BEYHAKİ

KÜLLİYATI

ALLAH’IN İSİM VE SIFATLARI

 

ANA SAYFA      Kur’an      Hadis      Sözlük      Biyografi

 

Allah'ın Dilediği Olur, Dilemediği Olmaz

 

Yüce Allah şöyle buyurur: "Bahçene girdiğin zaman, her ne kadar beni kendinden mal ve nüfus bakımından daha az buluyorsan da: ''Maşanah! Kuvvet ancak Allah'a mahsustur!'' demen gerekmez mi?''[Kehf 39], "De ki: Allah'ın dilemesi dışında ben kendime bir fayda ve zarar verecek durumda değilim."[A'raf 188], "Sana Kur'an'ı Biz okutacağız ve asla unutmayacaksın; Allah'ın dilediği bundan müstesnadır." [A'la 6-7]

 

 

338- Enes b. Malik'in bildirdiğine göre Resulullah (Sallallahu aleyhi ve Sellem) şöyle buyurmuştur: "Kul, Yüce Allah tarafından kendisine verilen aile, mal veya çocuk gibi nimetler konusunda: ''Allah'ın dilediği olur. Allah'a dayanmayan hiçbir güç yoktur'' dediği zaman ölüm dışında bu nimetin başına herhangi bir felaket gelmez."

 

[-] Çok zayıf. İbn Ebi'd-Dünya, Kittibu'ş-Şükr (1), İbnu's-Sünni, Amelu'l-Yevm ve'l-Leyle (359), Taberani, M. es-Sağir (1/212); Hatib, Tarıh (3/198-199).

 

 

 

339- Bu hadis başka bir kanalla da rivayet olunmuştur.

 

 

 

340- Ebü Hureyre'nin bildirdiğine göre insanlar: "Ey Allah'ın Resulü! Kıyamet gününde Rabbimizi görecek miyiz?" dediklerinde ... -Uzun Rüyet hadisi devam ediyor.- Ameline güvenen kişinin durumu ve onu bu durumdan kurtardıktan sonra Cehennemlik olanlardan bağışlanmasını dilediği kimseler için meleklere Allah'a kulluk edenleri çıkarmalarını emretmesi ve secde izlerinden tanınanlarla ilgili bilgiler verilmekte ve hadis şöyle devam etmektedir:

 

Sonra Cennet ile Cehennem arasında kalan adamı zikrederek der ki: "Adam: ''Ey Rabbim! Yüzümü cehennemden çevir. Çünkü onun kokusu beni zehirleyip berbat ediyor, alevi de beni yakıp kavuruyar'' diyecek. Allah ona: ''Bunu yaparsam acaba başkasını da ister misin?'' diyecek, adam: ''İzzetin için hayır istemeyeceğim'' cevabını verecek ve Rabbine dilediği kadar ahid ve söz verecek. Bunun üzerine Allah onun yüzünü cehennemden çevirecek. Bu zat cennete doğru dönüp de onun parıltısını görünce, Allah'ın dilediği kadar susacak. Sonra: ''Ey Rabbim! Beni cennetin kapısının yanına yaklaştır'' diyecek." Hadis devam ediyor.

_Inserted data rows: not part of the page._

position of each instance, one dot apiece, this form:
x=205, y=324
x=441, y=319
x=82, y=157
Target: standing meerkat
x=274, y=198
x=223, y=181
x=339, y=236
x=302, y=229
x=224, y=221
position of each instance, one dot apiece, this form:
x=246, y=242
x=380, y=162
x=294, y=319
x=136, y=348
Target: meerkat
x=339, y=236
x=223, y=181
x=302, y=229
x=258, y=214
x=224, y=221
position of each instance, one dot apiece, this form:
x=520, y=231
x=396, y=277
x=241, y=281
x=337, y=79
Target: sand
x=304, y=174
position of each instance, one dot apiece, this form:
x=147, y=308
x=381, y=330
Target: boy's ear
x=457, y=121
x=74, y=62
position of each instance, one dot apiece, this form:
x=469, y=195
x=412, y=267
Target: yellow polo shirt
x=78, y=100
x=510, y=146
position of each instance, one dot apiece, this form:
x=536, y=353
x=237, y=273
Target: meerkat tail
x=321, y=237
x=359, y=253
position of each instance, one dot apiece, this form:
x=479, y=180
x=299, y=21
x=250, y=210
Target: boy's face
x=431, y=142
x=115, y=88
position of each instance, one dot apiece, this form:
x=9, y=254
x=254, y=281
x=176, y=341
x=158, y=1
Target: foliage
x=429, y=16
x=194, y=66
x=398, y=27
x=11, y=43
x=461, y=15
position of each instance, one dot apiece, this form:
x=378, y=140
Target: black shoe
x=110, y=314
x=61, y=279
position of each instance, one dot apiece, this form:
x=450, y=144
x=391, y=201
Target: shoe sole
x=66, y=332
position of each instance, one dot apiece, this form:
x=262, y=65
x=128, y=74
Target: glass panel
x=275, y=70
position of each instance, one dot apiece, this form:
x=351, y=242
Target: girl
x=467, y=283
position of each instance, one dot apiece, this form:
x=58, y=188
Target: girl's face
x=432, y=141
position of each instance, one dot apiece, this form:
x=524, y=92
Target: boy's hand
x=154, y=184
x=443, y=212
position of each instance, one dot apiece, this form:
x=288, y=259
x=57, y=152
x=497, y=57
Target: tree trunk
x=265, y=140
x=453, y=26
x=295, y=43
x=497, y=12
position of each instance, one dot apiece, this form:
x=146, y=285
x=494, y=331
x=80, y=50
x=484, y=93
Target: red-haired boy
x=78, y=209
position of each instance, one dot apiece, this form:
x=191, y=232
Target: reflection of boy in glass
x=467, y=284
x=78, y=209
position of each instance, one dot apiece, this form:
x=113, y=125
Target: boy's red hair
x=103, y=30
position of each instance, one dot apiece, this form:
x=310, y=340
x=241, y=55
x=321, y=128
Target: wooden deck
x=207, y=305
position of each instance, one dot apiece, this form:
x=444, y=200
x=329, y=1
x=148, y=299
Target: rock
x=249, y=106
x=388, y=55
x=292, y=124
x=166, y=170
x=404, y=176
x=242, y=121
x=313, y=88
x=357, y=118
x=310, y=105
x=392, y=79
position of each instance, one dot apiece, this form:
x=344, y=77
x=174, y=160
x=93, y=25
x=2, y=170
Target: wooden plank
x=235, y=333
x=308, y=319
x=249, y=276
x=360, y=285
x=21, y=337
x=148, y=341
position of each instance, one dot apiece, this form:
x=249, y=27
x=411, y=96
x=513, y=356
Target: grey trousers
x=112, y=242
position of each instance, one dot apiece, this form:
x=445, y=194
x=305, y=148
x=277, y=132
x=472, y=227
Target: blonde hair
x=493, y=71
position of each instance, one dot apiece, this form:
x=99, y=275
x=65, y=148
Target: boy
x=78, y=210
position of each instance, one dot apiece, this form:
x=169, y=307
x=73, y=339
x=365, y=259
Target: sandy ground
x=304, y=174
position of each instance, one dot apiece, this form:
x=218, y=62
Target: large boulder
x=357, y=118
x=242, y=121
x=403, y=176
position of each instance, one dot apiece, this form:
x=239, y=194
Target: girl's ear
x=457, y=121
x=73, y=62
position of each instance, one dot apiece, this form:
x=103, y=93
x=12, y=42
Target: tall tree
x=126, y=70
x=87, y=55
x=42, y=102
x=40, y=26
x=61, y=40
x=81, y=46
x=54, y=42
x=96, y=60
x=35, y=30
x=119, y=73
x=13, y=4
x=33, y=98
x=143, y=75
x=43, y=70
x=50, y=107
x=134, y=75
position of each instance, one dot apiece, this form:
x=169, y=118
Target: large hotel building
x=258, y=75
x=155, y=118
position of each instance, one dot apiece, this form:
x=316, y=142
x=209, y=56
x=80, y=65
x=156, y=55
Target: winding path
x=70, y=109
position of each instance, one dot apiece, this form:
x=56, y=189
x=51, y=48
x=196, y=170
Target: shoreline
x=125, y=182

Buhari ile Müslim Sahih'lerinde bunu rivayet ettiler.  [-] Sahih, ravileri güvenilir. Buhari (6573-4, 806); Müslim (182)

 

 

 

341- Enes, uzun Şefaat hadisini anlattı. Orada şöyle geçmektedir: "Rabbimi gördüğümde secdeye kapanırım. Allah dilediği süreye kadar beni secdede bırakır. Sonra bana: ''Başını kaldır ve iste, verilirsin, şöyle, dinlenirsin; şefaat et, şefaatçi edilirsin'' denir." -Hadis devam ediyor"Allah dilediği süreye kadar beni secdede bırakır" ibaresi iki kez daha geçmiştir.

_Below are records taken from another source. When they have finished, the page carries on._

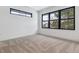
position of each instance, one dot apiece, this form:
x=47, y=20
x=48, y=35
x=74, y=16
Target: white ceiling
x=38, y=7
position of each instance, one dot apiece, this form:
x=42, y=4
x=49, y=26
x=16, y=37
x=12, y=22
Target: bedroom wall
x=13, y=26
x=66, y=34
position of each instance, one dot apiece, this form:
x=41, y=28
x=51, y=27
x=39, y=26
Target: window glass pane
x=67, y=24
x=45, y=24
x=45, y=17
x=54, y=24
x=19, y=12
x=68, y=13
x=54, y=16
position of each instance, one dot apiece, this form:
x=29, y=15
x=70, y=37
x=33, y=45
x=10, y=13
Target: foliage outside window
x=61, y=19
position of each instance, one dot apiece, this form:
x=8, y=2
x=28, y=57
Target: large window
x=19, y=12
x=61, y=19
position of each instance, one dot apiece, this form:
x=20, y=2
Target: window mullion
x=49, y=20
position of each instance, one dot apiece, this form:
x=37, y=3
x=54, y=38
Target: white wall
x=67, y=34
x=12, y=26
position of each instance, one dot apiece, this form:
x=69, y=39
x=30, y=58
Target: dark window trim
x=12, y=9
x=59, y=20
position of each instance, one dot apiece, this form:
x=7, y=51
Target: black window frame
x=20, y=11
x=59, y=20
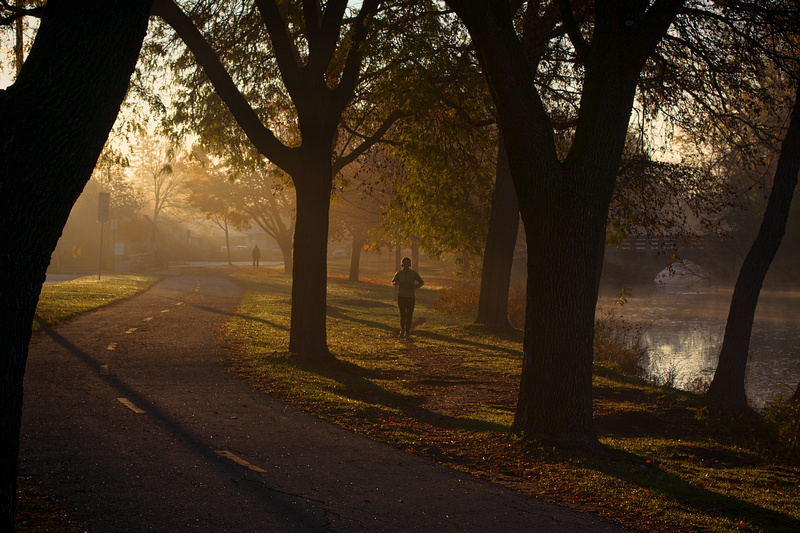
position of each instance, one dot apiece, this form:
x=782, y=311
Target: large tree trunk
x=307, y=335
x=498, y=257
x=727, y=387
x=564, y=204
x=54, y=121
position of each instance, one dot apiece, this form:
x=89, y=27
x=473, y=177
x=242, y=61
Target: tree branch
x=261, y=137
x=285, y=53
x=352, y=67
x=368, y=142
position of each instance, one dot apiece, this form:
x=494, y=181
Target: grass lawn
x=665, y=463
x=59, y=302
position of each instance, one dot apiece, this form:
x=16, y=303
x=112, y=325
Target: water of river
x=684, y=330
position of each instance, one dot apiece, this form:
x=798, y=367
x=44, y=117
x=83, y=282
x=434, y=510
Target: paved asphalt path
x=133, y=419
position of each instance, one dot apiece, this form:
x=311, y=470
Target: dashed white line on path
x=127, y=403
x=240, y=461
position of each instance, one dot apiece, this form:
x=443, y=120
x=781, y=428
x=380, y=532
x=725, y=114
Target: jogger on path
x=406, y=281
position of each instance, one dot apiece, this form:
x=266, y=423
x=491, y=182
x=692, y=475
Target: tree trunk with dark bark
x=54, y=121
x=563, y=204
x=727, y=387
x=498, y=257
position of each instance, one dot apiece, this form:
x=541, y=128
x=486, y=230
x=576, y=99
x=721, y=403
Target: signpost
x=103, y=201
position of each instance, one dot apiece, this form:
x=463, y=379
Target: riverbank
x=665, y=463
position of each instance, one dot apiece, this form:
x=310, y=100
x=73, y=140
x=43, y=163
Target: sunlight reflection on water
x=684, y=332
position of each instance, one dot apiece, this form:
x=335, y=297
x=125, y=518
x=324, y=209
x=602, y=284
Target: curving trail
x=133, y=420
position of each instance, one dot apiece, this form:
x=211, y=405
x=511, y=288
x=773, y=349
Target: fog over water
x=684, y=329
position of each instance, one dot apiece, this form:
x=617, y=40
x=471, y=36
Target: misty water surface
x=684, y=331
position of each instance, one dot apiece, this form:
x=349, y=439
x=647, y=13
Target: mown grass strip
x=67, y=299
x=665, y=463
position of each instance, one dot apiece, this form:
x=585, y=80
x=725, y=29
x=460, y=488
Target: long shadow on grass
x=355, y=385
x=648, y=475
x=240, y=315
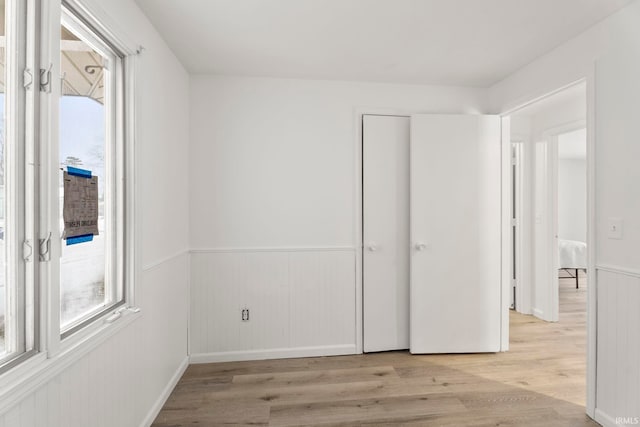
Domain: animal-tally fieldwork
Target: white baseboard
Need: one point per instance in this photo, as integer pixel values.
(276, 353)
(157, 406)
(538, 313)
(605, 419)
(609, 421)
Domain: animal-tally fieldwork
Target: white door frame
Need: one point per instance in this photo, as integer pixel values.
(552, 312)
(358, 112)
(589, 79)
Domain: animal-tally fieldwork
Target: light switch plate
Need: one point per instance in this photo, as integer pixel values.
(614, 228)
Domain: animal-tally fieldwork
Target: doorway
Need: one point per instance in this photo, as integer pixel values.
(551, 210)
(385, 207)
(422, 253)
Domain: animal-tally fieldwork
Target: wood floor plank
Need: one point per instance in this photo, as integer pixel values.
(540, 382)
(354, 411)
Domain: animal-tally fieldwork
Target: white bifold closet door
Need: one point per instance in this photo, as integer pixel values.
(385, 182)
(455, 233)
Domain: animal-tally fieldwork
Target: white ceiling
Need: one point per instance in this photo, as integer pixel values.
(446, 42)
(573, 145)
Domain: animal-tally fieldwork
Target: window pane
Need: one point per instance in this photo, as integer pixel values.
(85, 278)
(3, 252)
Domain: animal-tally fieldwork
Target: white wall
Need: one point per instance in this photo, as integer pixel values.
(615, 44)
(121, 381)
(273, 181)
(572, 199)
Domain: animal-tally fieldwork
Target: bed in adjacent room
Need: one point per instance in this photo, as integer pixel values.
(572, 257)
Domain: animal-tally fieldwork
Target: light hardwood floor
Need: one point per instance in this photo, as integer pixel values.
(540, 382)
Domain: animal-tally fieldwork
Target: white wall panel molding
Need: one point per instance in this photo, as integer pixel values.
(618, 270)
(277, 353)
(301, 302)
(164, 260)
(155, 410)
(275, 249)
(36, 373)
(618, 352)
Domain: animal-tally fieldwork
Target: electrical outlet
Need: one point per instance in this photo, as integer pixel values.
(614, 228)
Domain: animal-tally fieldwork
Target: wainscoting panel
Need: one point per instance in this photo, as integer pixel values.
(126, 379)
(301, 302)
(618, 371)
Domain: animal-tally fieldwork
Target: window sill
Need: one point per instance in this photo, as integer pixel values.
(26, 378)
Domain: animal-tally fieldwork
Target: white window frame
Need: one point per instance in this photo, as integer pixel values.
(21, 318)
(52, 352)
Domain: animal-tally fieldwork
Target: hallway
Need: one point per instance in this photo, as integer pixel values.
(539, 382)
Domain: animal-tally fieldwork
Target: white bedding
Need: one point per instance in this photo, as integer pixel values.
(572, 254)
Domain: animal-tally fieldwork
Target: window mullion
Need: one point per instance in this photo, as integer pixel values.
(48, 149)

Bunu Buharl ile Müslim Sahih'lerinde tahric etti. Ayrıca Ebü Hureyre'den de O'nun rüyasını "Uyurken, kendimi üzerinde kovası da bulunan bir su kuyusunun yanında gördüm" ibaresiyle tahric ettiler ki bu lafız, Muhammed Mustafa'nın (Sallallahu aleyhi ve Sellem) dilinden çıkıp sahabesinin dillerinden akarak günümüze kadar ulaşmıştır.  [-] Sahih, ravileri güvenilir.

 

 

 

342- Haşim oğullarının azatlılarından Abdulhamid, Hz. Peygamber'in (Sallallahu aleyhi ve Sellem) kızlarından birinin hizmetinde bulunan annesinden şöyle nakleder: Resulullah'ın (Sallallahu aleyhi ve Sellem) kızının bana bildirdiğine göre Hz. Peygamber (Sallallahu aleyhi ve Sellem) kendisine dualar öğretirken şöyle buyururdu:

"Sabahladığın zaman şöyle de: ''Yüce Allah'ı hamdiyle tesbih ederim. Allah'a dayanmayan hiçbir güç yoktur. Allah neyi dilerse o olur, dilemediği de asla olmaz.'' Zira sabahladığı zaman bunları diyen kişi geceleyene kadar (her türlü kötülükten) korunur. Akşam vakti bunu diyen ise sabahı buluncaya kadar aynı şekilde korunur."  [-] Zayıf, Ebu Davud (5075).

 

 

 

343- Zeyd b. Sabit anlatıyor: Resulullah (Sallallahu aleyhi ve Sellem) bana bir dua öğretti ve her gün bu duayı aileme okumamı söyledi. Hz. Peygamber (Sallallahu aleyhi ve Sellem) bana şöyle buyurdu: "Her gün sabahladığın zaman şöyle dua et: "Allahım! Emrindeyim ve buyruklarına amadeyim. Tüm hayırlar senin elindedir. Tüm hayırlar senden gelip yine sana varır. Allahım! Adadığım her adağın, söylediğim her sözün ve ettiğim her yeminin önünde mutlaka senin iraden bulunmaktadır. Zira ancak senin dilediğin olur, dilemediğin bir şey de asla olacak değildir. Senin iraden dışında ne bir güç, ne de bir kuvvet olabilir. Sen ki her şeye kadirsin.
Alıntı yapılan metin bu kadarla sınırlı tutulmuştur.